「……ようやく手が届いた」
そう呟いて青葉は倒木の下から飛び出し、天狗に斬りかかった。天狗は仰向けに倒れ込むようにしてそれを回避する。
「な、なんで⁉ なんで生きてる⁉ お前はただの人間のガキだろ⁉」
動揺してまくし立てる天狗に構わず、青葉は天狗が立ち上がる前に左肩を片足で踏みつけ、喉元に〈薫風〉の切っ先を突き付ける。
「捕まえた」
「ッ……! ば、馬鹿にするなよ! ボクは『天狗』だぞ!」
天狗がそう叫ぶと、青葉の足元の土が風で舞い上がった。土煙の目潰しに思わず身を捩り、足が天狗から離れてしまう。
(離れた! このまま姿を消して仕切り直す!)
“隠れ蓑”を使い、起き上がろうとする。しかし、それは叶わず再び地面に倒れ込んでしまった。何者かに足首を強く掴まれ、片脚が使えなくなっていたのだ。
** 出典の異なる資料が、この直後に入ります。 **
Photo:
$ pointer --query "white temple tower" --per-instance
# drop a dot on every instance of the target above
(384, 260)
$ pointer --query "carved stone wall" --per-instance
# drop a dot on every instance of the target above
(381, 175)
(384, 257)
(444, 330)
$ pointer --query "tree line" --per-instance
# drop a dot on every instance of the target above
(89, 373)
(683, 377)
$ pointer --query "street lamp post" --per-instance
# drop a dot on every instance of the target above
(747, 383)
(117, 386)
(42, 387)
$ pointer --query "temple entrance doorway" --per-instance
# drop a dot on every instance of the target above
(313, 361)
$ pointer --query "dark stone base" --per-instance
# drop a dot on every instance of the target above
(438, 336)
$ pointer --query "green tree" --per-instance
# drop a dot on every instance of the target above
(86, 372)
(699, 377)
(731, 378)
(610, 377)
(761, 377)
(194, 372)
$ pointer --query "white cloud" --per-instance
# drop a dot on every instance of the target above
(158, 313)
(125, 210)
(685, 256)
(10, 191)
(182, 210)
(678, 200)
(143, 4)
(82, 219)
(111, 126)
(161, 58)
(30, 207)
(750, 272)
「なっ……⁉ お前ら、2人しかいなかっただろ! 一人は離れた場所に誘導しておいた! これ以上どこに人手があるっていうんだ! 誰だよ⁉」
「あぁ……それは私も気になってたんだ。さっきは助けてくれてありがとう。名前くらいは聞いておきたいんだけど?」
喚く天狗に便乗するように、青葉は倒木の方に向けて問いかけた。それに応じるように、倒木が粉砕され、身長に対して異様に細身で華奢な印象の和装の少女が現れた。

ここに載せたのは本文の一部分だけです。